Il sociologo risponde alle critiche di Calenda e chiarisce le vere ragioni che hanno impedito la pace in Ucraina
Fin dai primi giorni della guerra, accanto ai combattimenti, è esplosa anche la consueta ondata di propaganda su giornali e televisioni. Una propaganda iniziata nel febbraio 2022, in parallelo all’invasione russa, che continua ancora oggi, tra polemiche e ricostruzioni spesso sommarie. A riaccendere il dibattito è un articolo pubblicato sul Fatto Quotidiano, firmato da Alessandro Orsini.
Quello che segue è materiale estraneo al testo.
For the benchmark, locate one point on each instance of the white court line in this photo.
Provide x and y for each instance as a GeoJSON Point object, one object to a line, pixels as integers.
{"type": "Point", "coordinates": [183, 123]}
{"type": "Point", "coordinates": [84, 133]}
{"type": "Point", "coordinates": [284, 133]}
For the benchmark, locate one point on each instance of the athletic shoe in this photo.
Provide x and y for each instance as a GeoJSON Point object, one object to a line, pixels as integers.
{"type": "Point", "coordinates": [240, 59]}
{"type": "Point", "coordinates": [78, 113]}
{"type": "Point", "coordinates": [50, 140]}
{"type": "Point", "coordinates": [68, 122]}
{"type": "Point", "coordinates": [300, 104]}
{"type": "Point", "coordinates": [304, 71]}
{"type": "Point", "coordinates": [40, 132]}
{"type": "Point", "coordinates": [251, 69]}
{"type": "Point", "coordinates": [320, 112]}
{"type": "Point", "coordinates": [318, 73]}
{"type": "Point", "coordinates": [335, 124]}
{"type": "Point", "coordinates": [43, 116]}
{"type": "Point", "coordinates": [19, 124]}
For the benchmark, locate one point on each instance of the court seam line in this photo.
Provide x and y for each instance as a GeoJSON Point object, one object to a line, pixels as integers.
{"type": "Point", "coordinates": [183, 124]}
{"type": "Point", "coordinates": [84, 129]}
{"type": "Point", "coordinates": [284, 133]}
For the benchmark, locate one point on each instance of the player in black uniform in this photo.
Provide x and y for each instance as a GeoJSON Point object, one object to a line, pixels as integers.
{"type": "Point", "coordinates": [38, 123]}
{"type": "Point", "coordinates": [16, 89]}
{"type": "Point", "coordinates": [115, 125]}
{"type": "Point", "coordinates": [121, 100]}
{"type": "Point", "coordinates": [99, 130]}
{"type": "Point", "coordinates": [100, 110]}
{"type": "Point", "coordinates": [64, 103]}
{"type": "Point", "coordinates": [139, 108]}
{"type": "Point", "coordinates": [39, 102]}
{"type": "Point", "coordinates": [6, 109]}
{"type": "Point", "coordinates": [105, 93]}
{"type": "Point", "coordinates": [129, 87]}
Il sociologo torna a parlare dei negoziati di pace tentati nella primavera del 2022 e mai andati a buon fine. Lo fa rispondendo direttamente agli attacchi ricevuti da Carlo Calenda, che durante una recente puntata della trasmissione radiofonica “Radio Anch’io”, condotta da Giorgio Zanchini, ha criticato il Fatto Quotidiano, sostenendo la versione più accreditata dai media occidentali, secondo cui Zelensky avrebbe abbandonato le trattative perché la Russia si rifiutava di garantire la sicurezza dell’Ucraina.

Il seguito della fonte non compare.